Alabama is facing a crisis regarding hospital operating costs. Alabama hospitals posted a 79% decrease in operating margin from 2019-2022, putting rural hospitals at risk for closure. Total hospital expenses have increased by $2.6 billion from pre-pandemic levels, with Alabama hospitals spending 30% more on labor in 2022 than in 2019.

Dr. Menger argues that reform needs to break up the large hospital system mergers, acquisitions and consolidation. “This is destroying competition, limiting care options for patients, and burning out our physician and nurse workforce,” according to Dr. Menger.
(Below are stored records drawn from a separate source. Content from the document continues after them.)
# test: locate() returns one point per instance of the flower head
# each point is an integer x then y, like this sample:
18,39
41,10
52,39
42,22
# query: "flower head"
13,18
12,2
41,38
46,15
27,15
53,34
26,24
The solution requires reform, accountability and competition.

  • The first solution is to reduce the administrative bloat of health care. Hospital executive salaries have far outpaced any physician salary increase, and reform needs to focus on the patient and the physician.
  • The second solution is holding non-profit hospitals accountable when they receive government monies. Due to market consolidation, large hospital systems are everywhere in their community and can use that sprawling stature to manipulate the drug market.
  • The third solution is to inject competition into the stale hospital-dominated system. Recent rulings have usurped non-compete clauses, allowing doctors to compete for wages in a regional market.

Click here to read the full op-ed by Dr. Menger.

Editor’s Note: Organized neurosurgery aims to improve competition in the health care system by increasing scrutiny of hospital and other health care consolidation, removing restrictions on physician ownership of hospitals and other ancillary services, establishing network adequacy standards and broadening health insurance coverage options.

In the recently released 2023 Legislative & Regulatory Agenda, the American Association of Neurological Surgeons and the Congress of Neurological Surgeons outline health policy action items the neurosurgical societies plan to advance with Congress and the Biden Administration.